Parole
La parole est le langage articulé humain destiné à communiquer la pensée, et est à distinguer des communications orales diverses, comme les cris, les alertes ou les gémissements. « Articuler la parole » consiste à former des signes audibles, les syllabes, formant les mots qui constituent des symboles. Métaphoriquement, la parole est devenue toute communication s'adressant à l'esprit (parler avec le regard, la gestuelle, le silence). L'étymologie du mot parole est la même que celle du mot parabole, en grec le mot παραϐολή signifie « rapprochement, comparaison ».
La parole est le langage incarné de l'homme. La parole est singulière et opère un acte de langage qui s'adresse à un interlocuteur, éventuellement soi-même, mentalement, ou à un support par l'écrit par exemple. La parole permet d'exprimer des besoins, pensées, sentiments, souffrances, aspirations, du locuteur. La parole peut aussi constituer une observation plus ou moins subjective des faits, ou encore être la formulation d'une demande. Elle permet de témoigner d'un changement de conception du monde (épistémè). Dans ce sens, une vérité est la tentative de description de la réalité à l'aide de la parole.
L'usage social de la parole a déterminé des langages particuliers nommés idiomes, langues, dialectes, parlers.

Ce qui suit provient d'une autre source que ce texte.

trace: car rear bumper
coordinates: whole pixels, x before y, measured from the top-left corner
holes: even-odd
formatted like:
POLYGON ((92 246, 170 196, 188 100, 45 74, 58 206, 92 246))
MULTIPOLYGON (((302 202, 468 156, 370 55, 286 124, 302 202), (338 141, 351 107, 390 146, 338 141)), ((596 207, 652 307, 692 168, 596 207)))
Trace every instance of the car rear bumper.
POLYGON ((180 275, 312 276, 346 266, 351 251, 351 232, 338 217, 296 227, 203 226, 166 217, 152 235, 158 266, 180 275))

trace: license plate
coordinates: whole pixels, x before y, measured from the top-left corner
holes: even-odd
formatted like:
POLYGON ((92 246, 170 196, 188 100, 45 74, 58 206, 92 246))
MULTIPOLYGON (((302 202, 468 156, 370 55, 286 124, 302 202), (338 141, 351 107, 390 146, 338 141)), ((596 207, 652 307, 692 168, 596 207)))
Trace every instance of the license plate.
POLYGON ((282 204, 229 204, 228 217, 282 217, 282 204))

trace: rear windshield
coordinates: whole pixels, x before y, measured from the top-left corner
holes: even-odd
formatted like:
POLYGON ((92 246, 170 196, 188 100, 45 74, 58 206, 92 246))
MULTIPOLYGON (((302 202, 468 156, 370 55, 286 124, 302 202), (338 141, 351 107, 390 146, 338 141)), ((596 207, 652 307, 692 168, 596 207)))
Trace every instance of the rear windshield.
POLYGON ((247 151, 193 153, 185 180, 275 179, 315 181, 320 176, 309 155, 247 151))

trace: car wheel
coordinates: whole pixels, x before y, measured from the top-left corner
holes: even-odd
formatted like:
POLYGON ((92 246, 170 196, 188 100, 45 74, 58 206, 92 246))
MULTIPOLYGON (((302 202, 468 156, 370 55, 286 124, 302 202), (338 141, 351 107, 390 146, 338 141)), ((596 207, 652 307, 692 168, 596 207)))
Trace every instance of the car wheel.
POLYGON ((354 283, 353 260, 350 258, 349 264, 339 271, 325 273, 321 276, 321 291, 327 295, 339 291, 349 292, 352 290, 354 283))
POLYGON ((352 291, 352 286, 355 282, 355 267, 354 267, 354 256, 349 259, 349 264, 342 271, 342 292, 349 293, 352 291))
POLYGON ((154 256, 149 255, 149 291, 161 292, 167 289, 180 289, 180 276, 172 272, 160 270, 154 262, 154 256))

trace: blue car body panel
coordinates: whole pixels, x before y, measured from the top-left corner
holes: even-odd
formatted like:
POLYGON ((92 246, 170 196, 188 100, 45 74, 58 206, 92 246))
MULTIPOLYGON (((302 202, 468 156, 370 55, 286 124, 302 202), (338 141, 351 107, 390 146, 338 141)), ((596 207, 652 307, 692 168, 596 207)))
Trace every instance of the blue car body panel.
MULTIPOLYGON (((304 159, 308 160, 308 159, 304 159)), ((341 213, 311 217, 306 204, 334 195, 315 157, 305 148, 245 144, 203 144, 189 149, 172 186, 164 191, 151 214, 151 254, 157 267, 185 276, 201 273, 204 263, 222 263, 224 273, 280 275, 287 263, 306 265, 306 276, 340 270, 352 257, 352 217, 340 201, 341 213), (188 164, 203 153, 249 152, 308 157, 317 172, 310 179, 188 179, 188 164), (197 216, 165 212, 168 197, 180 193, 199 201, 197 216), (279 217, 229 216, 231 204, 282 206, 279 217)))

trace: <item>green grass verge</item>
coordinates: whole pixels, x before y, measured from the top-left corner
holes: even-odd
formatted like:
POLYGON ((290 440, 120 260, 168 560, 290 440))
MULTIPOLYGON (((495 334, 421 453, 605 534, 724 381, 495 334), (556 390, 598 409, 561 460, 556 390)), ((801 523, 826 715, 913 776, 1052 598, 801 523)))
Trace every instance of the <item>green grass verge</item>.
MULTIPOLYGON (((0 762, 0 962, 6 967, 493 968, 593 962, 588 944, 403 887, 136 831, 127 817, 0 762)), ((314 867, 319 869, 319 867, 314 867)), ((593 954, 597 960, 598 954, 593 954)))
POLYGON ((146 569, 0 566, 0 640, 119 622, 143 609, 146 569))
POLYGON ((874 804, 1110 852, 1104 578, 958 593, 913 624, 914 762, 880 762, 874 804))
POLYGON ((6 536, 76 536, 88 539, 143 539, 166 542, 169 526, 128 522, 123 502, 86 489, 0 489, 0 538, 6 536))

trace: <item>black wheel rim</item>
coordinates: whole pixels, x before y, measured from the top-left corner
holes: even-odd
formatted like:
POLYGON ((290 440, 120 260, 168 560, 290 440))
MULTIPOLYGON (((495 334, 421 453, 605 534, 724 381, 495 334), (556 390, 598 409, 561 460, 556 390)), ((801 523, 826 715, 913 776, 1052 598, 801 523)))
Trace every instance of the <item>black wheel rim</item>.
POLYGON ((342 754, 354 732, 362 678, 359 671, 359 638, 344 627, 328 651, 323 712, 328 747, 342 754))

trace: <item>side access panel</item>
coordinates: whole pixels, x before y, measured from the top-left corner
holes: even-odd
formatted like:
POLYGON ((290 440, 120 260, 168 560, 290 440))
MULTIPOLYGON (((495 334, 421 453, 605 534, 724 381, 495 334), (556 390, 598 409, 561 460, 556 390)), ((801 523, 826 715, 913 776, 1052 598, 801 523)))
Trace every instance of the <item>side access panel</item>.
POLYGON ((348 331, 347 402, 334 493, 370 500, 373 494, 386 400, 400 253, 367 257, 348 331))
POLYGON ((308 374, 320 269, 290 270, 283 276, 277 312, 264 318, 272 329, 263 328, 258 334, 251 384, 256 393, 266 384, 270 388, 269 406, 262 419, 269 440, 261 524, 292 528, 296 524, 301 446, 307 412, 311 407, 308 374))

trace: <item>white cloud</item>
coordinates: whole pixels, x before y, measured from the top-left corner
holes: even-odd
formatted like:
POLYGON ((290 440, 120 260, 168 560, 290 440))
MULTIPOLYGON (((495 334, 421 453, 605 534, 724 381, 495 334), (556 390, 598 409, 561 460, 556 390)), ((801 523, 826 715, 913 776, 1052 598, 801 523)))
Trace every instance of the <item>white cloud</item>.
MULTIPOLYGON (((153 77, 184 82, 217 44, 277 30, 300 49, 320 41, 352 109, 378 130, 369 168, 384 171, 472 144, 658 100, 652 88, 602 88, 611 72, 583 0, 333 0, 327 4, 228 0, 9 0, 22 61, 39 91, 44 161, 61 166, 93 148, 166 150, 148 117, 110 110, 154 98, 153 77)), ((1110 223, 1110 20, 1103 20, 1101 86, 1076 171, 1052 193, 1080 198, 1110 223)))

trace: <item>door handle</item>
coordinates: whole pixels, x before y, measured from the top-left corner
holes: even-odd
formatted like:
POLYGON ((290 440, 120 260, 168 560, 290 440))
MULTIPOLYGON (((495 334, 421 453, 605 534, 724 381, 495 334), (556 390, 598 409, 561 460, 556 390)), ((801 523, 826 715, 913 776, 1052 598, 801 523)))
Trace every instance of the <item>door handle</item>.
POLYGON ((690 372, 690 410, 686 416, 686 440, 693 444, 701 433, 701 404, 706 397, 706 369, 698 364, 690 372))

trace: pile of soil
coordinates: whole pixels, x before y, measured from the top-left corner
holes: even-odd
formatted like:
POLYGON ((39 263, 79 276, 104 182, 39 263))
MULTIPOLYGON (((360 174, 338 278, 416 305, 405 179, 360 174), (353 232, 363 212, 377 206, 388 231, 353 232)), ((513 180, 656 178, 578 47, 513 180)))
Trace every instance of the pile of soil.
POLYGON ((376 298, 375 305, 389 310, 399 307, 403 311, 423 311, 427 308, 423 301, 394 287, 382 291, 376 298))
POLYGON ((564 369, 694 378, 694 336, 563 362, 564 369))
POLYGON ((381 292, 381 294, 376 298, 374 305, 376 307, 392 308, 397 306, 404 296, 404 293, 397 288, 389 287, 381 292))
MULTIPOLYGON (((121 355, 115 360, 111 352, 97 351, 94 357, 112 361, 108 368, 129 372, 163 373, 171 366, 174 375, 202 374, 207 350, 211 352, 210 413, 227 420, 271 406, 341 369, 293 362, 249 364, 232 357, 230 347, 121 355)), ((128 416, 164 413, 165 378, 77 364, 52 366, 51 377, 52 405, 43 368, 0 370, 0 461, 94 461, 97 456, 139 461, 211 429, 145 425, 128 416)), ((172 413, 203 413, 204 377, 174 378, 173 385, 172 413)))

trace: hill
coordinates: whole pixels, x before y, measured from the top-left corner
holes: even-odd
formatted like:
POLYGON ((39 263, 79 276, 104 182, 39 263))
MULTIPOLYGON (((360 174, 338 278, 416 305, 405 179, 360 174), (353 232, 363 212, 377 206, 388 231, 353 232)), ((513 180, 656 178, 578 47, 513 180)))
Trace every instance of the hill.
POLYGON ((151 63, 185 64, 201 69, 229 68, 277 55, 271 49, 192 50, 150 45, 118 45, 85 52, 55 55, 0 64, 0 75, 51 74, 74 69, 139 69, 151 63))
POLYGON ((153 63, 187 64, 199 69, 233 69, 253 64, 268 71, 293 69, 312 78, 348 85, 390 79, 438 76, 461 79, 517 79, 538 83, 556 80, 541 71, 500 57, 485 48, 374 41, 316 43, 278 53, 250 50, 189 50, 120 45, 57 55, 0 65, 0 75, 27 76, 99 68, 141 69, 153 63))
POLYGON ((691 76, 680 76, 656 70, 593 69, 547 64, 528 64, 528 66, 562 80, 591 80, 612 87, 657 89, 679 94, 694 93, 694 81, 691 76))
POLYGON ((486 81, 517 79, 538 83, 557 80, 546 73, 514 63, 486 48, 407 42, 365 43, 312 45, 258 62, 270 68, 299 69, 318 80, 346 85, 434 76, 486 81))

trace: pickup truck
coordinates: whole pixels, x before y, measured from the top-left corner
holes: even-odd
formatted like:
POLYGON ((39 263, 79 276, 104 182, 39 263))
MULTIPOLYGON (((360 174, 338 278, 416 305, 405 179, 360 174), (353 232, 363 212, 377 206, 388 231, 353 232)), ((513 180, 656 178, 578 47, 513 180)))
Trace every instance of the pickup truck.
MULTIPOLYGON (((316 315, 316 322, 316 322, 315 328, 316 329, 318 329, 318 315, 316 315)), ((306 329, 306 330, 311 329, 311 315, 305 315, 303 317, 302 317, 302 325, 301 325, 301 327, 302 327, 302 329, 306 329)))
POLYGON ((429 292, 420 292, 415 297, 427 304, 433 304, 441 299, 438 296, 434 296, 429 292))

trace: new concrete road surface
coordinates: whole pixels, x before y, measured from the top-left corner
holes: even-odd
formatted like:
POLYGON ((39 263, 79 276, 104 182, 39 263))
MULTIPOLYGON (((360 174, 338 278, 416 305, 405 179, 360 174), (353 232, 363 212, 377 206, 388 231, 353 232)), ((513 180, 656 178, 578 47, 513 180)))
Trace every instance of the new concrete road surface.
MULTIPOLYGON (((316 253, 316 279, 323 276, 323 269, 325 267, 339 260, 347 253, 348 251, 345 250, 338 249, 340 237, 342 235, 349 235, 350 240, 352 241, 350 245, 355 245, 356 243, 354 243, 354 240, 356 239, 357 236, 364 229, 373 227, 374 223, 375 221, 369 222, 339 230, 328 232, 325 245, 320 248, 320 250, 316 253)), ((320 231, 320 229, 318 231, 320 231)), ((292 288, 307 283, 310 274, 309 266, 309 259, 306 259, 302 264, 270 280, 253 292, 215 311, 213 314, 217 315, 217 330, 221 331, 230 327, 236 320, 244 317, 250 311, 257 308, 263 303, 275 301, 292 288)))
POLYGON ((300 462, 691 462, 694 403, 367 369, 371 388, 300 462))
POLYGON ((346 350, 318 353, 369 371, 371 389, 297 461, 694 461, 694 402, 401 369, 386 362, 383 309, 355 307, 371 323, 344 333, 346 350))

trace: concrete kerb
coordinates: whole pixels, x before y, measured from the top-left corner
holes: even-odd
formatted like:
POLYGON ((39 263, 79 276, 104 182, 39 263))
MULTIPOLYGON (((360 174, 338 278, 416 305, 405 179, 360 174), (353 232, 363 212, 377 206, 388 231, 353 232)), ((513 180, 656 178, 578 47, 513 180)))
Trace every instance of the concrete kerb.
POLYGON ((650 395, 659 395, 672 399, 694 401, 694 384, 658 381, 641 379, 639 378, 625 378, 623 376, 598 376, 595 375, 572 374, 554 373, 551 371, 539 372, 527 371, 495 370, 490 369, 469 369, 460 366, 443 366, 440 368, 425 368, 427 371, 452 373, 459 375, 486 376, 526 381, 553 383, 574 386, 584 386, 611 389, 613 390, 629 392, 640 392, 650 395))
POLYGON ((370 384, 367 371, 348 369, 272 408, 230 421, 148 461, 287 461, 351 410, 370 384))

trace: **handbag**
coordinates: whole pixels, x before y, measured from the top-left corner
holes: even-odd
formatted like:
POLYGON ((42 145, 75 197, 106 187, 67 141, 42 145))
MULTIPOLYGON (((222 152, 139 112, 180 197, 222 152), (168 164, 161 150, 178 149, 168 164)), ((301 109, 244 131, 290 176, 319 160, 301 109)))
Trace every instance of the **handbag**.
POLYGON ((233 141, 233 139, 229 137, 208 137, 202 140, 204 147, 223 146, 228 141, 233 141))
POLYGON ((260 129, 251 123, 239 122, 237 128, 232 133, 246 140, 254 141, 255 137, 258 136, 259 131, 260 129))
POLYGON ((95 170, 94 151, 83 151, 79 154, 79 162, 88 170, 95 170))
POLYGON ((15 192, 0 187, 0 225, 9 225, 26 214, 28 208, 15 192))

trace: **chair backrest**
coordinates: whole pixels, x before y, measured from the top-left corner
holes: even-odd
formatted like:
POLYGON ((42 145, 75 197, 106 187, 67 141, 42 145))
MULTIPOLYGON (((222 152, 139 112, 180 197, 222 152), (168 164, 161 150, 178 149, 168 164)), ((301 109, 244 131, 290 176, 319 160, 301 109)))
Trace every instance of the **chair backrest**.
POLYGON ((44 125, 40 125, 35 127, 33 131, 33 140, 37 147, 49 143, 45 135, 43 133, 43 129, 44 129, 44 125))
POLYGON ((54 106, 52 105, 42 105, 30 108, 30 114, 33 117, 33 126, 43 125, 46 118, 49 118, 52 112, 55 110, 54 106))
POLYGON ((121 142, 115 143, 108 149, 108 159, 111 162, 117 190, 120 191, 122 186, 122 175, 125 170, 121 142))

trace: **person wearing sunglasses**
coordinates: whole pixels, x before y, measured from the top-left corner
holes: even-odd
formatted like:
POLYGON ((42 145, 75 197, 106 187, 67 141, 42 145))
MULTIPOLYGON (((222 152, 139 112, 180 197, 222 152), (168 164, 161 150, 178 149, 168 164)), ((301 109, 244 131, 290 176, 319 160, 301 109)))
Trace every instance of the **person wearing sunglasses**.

L'utilisation d'une langue ou le choix des mots n'est pas neutre parce que le langage structure la pensée. Les querelles linguistiques ou atteintes aux langues peuvent être des tentatives de sujétion de l'Homme en imposant des paradigmes, comme dans le cas de la langue ou des expressions d'un groupe dominant.
La parole permet de communiquer l'abstraction et permet sa mémorisation. Une abstraction peut permettre la création de concepts nouveaux distincts de la réalité. La parole est depuis longtemps physiquement mémorisée sur des supports divers, d’abord par les images comme avec l’art rupestre il y a plus de 30 000 ans[1]. Puis par l'écriture, dont la date d'apparition marque le début de l’histoire (en Mésopotamie en 3500 av. J.-C.). Et enfin, de nouveau les images reprennent l'ascendant sur l'écriture avec le développement des supports audio-visuelles dans les sociétés contemporaines.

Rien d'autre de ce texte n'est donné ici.